Kazuma wziął na siebie objaśnienie że prawdopodobnie wszyscy bogowie są zamknięcie w centrali nieba. A tylko ci "starsi" idą przeprowadzić egzekucję na Ebisu. i prawdopodobnie nasi bogowie- się do tego nie zaliczają. Kazuma poprosił Daikoku o gotowość, gdyby chodziło o igranie z podziemiem, przydałby się, dlatego udał się z nami. Yukine zaś nie chciał zostać sam i siedzieć z założonymi na piersi rękami. Bałem się do niego odezwać, to też nie zrobiłem tego.

-Potrzebuję pomocy Tsuyu. Możesz dowiedzieć się z o wile większa dokładnością niż ja co się dzieje w niebie.- Zagadnął delikatnie Kazu.

-Nie narażę reputacji swego mistrza.

-Prawdopodobnie- chłopak wziął głęboki wdech by się uspokoić- bogowie szczęścia są przesłuchiwani, a może i nawet torturowani...

-Minęły dwa dni... Mają dostęp do dwóch tysięcy lat wspomnień. To zdecydowanie za dużo.- napomknęła Aiko.

-Pomogę tylko ze względu na to... Że wiem co to znaczy martwić się o własnego mistrza. Dusza śliwy udała się by porozmawiać z drzewami. A Yukine w tym czasie zagadał.

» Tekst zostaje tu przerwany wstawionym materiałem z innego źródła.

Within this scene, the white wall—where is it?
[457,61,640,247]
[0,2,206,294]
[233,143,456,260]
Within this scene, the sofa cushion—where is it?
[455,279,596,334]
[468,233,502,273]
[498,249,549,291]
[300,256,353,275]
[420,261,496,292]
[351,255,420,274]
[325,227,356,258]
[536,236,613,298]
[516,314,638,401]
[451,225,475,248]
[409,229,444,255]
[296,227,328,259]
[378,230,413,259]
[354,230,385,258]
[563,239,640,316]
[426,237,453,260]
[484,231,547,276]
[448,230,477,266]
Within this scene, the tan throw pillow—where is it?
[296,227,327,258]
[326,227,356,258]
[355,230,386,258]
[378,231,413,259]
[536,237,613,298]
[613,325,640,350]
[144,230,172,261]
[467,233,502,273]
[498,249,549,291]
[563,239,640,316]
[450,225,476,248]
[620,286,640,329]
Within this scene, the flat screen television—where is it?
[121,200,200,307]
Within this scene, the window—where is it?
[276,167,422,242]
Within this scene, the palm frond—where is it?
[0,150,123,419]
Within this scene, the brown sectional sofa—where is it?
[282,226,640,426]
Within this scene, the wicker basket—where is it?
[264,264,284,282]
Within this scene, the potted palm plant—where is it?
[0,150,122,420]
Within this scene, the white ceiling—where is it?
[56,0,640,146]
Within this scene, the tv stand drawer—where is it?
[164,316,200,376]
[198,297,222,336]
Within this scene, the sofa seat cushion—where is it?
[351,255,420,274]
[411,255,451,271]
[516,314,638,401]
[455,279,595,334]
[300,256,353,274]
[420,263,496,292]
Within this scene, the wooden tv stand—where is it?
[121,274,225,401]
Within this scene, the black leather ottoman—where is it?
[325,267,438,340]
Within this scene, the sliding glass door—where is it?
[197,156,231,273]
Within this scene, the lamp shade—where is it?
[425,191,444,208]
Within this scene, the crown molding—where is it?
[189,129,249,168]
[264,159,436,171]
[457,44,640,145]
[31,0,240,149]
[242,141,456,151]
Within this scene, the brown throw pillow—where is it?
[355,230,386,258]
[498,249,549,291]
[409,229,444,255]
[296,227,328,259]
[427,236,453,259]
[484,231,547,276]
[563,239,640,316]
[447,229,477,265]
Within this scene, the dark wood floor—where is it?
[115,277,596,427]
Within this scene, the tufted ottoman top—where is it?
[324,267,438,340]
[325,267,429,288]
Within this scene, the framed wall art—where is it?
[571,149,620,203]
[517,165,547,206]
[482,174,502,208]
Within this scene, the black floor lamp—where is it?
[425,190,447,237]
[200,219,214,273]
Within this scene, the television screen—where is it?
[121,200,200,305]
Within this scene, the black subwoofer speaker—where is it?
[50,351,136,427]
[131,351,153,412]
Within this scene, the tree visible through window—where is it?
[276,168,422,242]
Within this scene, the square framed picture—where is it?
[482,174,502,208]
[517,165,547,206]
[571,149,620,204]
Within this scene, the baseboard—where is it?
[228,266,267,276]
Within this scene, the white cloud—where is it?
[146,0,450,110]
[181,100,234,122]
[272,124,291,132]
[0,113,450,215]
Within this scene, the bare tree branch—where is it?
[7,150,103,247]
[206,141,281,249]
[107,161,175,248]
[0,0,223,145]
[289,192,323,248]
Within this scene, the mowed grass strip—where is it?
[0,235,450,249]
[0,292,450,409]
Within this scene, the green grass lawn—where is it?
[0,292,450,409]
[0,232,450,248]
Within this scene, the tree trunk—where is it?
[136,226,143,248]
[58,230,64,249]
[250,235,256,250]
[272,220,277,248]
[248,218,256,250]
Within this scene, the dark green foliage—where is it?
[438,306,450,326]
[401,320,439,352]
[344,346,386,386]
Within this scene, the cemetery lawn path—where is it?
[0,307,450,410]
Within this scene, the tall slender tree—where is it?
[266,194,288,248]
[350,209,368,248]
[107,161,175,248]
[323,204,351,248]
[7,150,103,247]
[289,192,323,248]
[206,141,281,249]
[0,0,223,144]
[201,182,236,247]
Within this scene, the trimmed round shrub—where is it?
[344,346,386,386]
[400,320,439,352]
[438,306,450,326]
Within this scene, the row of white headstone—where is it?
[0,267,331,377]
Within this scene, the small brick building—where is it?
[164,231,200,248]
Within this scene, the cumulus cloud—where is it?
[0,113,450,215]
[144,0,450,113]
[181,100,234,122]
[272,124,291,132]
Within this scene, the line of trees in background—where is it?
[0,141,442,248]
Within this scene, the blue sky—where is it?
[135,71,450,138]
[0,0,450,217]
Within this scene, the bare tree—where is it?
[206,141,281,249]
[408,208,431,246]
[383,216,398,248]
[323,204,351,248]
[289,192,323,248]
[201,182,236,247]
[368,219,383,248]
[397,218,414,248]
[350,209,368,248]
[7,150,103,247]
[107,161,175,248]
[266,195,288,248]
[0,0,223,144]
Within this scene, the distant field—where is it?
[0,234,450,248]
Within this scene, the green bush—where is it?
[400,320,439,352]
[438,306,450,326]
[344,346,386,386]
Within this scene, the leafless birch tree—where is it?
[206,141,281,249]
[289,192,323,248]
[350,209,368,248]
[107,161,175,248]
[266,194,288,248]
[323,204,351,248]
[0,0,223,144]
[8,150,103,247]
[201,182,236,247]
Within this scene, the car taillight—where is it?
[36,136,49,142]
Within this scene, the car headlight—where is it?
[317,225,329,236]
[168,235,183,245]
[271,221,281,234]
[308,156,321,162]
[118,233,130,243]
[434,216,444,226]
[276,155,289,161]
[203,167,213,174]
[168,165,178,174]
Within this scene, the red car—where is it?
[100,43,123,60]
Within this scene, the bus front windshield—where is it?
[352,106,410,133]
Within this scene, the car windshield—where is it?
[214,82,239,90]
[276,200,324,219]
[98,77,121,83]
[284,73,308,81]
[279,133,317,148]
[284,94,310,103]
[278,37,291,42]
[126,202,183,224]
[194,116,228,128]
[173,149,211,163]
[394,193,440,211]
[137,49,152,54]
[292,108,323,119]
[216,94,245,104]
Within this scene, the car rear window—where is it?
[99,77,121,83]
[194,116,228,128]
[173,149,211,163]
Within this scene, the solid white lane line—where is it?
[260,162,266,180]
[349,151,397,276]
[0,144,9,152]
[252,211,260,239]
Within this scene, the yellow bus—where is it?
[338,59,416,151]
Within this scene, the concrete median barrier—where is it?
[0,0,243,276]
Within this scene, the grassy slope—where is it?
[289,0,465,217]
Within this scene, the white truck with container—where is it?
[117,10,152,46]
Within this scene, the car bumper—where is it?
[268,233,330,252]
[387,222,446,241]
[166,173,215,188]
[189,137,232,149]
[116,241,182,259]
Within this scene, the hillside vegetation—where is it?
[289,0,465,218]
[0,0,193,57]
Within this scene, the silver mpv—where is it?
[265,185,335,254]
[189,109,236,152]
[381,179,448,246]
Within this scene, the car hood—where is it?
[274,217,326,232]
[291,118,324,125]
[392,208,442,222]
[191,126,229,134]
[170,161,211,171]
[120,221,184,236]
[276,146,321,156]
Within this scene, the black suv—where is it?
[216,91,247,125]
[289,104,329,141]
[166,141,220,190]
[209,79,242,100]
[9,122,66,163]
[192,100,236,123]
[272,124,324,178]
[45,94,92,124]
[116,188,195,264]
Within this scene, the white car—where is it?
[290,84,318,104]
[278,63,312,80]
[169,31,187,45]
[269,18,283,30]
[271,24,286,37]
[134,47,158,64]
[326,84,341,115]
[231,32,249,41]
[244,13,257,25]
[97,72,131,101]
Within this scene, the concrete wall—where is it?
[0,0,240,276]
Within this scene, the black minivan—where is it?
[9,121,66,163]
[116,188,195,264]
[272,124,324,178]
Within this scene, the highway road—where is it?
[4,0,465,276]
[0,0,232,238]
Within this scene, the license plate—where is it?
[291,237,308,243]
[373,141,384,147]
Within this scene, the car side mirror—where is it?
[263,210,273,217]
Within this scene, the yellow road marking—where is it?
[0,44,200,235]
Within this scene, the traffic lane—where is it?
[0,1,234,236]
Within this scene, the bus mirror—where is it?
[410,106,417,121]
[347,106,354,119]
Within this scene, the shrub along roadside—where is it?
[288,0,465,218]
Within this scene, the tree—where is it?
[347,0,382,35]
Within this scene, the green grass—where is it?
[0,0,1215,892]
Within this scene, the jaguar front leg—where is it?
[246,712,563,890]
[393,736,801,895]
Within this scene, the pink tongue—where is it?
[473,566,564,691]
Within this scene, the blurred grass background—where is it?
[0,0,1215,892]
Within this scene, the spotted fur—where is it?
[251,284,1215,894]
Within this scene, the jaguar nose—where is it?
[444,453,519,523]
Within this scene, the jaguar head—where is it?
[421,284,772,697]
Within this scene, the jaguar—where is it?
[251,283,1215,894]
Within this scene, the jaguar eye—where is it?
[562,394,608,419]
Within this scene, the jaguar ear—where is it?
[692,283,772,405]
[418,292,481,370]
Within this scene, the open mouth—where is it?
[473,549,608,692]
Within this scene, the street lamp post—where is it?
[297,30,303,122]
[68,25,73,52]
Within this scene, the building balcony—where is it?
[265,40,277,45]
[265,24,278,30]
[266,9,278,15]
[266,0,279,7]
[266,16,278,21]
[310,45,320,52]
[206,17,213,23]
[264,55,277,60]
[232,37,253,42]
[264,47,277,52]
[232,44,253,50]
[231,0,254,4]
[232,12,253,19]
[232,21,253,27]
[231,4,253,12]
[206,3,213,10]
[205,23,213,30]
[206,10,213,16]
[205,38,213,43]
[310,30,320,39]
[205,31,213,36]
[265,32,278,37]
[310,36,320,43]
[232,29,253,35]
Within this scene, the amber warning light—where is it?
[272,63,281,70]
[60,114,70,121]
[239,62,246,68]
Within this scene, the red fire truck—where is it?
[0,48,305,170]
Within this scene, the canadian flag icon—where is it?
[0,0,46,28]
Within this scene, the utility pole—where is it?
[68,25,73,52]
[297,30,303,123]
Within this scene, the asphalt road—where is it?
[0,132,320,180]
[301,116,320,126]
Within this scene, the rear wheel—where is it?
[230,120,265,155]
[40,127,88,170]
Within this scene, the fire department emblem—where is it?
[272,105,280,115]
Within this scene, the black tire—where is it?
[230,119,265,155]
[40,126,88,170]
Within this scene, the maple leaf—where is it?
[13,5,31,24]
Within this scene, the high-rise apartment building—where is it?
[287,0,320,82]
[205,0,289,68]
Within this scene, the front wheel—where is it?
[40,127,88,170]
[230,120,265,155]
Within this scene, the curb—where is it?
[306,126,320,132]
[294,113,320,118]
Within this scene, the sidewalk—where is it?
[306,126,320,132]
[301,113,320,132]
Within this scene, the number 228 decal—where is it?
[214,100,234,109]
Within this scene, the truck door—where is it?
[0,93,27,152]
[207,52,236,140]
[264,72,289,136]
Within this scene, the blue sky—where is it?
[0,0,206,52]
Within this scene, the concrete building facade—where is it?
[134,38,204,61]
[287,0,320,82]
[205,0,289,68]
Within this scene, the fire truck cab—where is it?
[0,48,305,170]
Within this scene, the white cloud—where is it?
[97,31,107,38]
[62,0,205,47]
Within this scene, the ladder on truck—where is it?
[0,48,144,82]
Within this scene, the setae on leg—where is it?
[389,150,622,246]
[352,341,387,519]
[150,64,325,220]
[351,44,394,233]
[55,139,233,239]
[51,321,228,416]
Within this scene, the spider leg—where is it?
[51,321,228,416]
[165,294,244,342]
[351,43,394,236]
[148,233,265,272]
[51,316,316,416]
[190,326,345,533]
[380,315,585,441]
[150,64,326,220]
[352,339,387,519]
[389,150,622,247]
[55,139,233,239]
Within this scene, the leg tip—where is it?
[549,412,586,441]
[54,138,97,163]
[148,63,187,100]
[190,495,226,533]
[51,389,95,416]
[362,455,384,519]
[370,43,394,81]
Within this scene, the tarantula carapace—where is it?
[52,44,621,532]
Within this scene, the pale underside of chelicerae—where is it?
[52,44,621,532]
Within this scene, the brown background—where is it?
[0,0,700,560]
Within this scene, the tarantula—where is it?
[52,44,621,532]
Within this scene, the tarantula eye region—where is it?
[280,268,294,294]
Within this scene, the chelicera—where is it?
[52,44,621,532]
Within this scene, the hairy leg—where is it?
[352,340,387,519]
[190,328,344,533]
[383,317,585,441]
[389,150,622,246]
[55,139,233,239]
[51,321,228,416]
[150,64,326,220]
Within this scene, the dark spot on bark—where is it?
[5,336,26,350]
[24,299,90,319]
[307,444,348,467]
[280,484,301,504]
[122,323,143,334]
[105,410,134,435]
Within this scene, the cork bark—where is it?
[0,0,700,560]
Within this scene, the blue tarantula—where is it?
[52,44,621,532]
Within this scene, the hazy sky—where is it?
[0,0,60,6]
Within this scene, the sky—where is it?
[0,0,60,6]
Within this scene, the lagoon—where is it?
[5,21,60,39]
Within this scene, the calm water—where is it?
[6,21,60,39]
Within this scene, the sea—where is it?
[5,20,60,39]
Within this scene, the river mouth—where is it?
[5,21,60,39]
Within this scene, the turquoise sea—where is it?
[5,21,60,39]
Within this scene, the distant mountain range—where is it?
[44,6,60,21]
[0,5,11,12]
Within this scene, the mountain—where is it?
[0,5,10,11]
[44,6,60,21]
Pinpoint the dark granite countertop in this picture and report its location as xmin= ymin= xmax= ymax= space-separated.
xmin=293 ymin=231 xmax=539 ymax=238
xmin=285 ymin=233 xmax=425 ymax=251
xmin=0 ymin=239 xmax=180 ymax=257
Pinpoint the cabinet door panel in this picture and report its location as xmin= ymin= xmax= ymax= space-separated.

-Aiko co masz na myśli mówiąc dwa tysiące lat?- zagadnął cichutko dziewczyny.

-Wiesz Yukine... Powinieneś raczej pytać o to Minako.- odparła z perfidnym uśmiechem na twarzy, osz ty...

-Mogą wywołać wspomnienia, i nimi torturować, przy okazji zadając raz na jakiś czas obrażenia dla uznajmy ciała, na całe szczęście tylko jeden bóg może być tak torturowany. Ponieważ tylko jeden strażnik to potrafi. Cała reszta będzie standardowo torturowana. O ile są, oby nie...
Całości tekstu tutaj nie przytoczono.